Bayesian Variable Selection for Censored Spatial Responses with Application to PFAS Concentrations in California
Suman Majumder, Indranil Sahoo
Published: 2025/10/4
Abstract
Per- and polyfluoroalkyl substances (PFAS) are persistent environmental pollutants of major public health concern due to their resistance to degradation, widespread presence, and potential health risks.
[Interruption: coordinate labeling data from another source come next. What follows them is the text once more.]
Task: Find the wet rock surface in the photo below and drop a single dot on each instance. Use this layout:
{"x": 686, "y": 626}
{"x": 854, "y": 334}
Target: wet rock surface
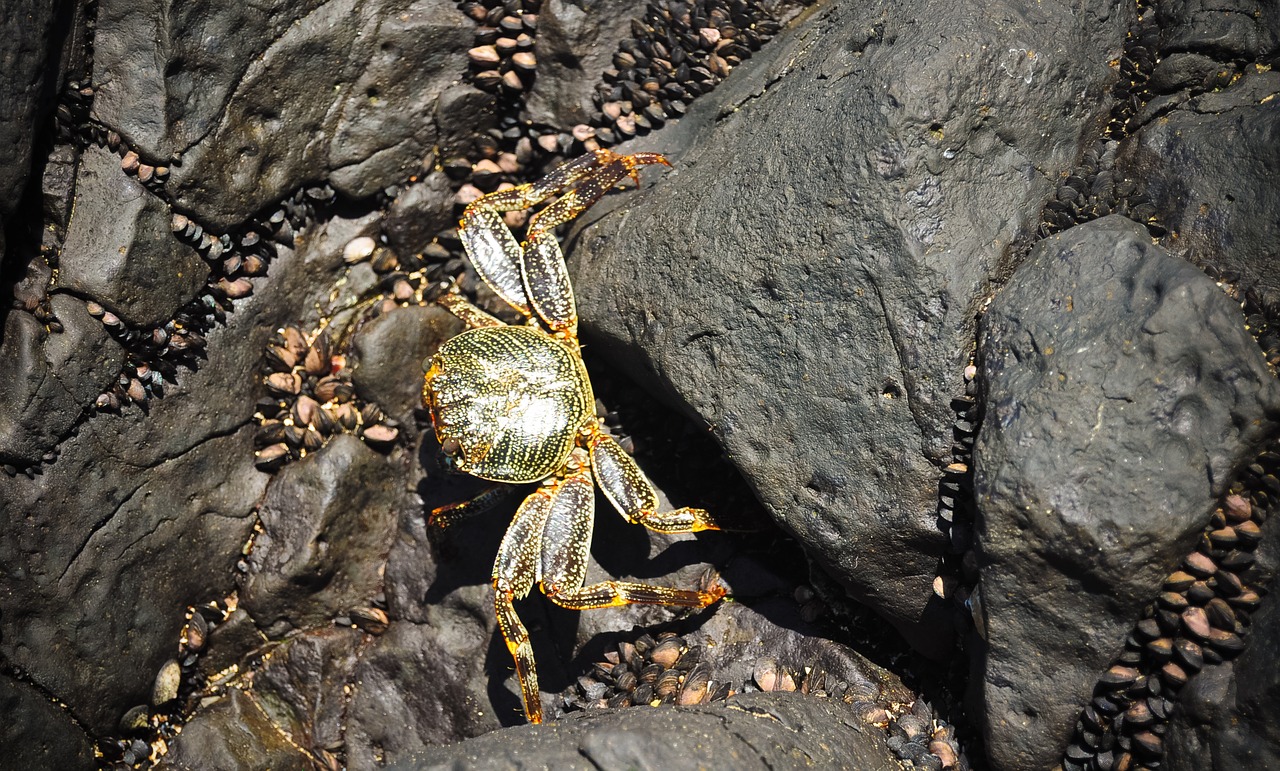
{"x": 119, "y": 249}
{"x": 854, "y": 274}
{"x": 1229, "y": 710}
{"x": 37, "y": 734}
{"x": 1208, "y": 164}
{"x": 1109, "y": 365}
{"x": 218, "y": 474}
{"x": 749, "y": 731}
Analyzing PFAS in groundwater is challenging due to left-censoring and strong spatial dependence. Although PFAS levels are influenced by sociodemographic, industrial, and environmental factors, the relative importance of these drivers remains unclear, highlighting the need for robust statistical tools to identify key predictors from a large candidate set. We present a Bayesian hierarchical framework that integrates censoring into a spatial process model via approximate Gaussian processes and employs a global-local shrinkage prior for high-dimensional variable selection. We evaluate three post-selection strategies, namely, credible interval rules, shrinkage weight thresholds, and clustering-based inclusion and compare their performance in terms of predictive accuracy, censoring robustness, and variable selection stability through cross-validation. Applied to PFOS concentrations in California groundwater, the model identifies a concise, interpretable set of predictors, including demographic composition, industrial facility counts, proximity to airports, traffic density, and environmental features such as herbaceous cover and elevation. These findings demonstrate that the proposed approach delivers stable, interpretable inference in censored, spatial, high-dimensional contexts, thereby offering actionable insights into the environmental and industrial factors affecting PFAS concentrations.